‘Well, then, Padre Filippo said,’ continued the narrator, ‘“Now just to try whether she cares so much about you, you give her thirty scudi a month.”’
‘Fifteen pauls a day,’ interposed the charwoman.
‘Thirty scudi a month!’ reiterated the narrator.
‘Never mind,’ said I. ‘Whatever it was, it was to be reduced.’
‘Yes; that’s it,’ pursued the narrator; ‘and he made him go on and on diminishing it. She took it very well at first, suspecting he was trying her, and thinking he would make it up to her afterwards.’
‘But when she found he didn’t,’ said the charwoman,
‘She turned him out,’ said the narrator, putting her down with a frown. ‘He was so infatuated, however, that even now he was not satisfied, and said that in stopping the money he had been unfair, and she was in the right. So good Philip, who was patience itself, said, “Go and pay her up, and we’ll try her another way. You go and kill a dog, and put it in a bag, and go to her with your hands covered with blood, and let her think you have got into trouble for hurting some one, and ask her to hide you.” So the man went and killed a dog.’
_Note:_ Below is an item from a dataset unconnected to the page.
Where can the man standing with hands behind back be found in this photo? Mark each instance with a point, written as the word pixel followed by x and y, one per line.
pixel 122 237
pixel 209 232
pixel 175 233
‘It was a cat he killed, because he couldn’t find a dog handy,’ said the irrepressible charwoman.
‘Nonsense; of course it was a dog,’ asseverated the narrator. ‘But when he went to her house and pretended to be in a bad way, and asked her to have pity on him, she only answered: “Not I, indeed! I’m not going to get myself into a scrape[6] with the law, for him!” and drove him away. And he came and told Padre Filippo.
‘“Now,” said good Philip, “go to your wife whom you have abandoned so long. Go to her with the same story, and see what she does for you.”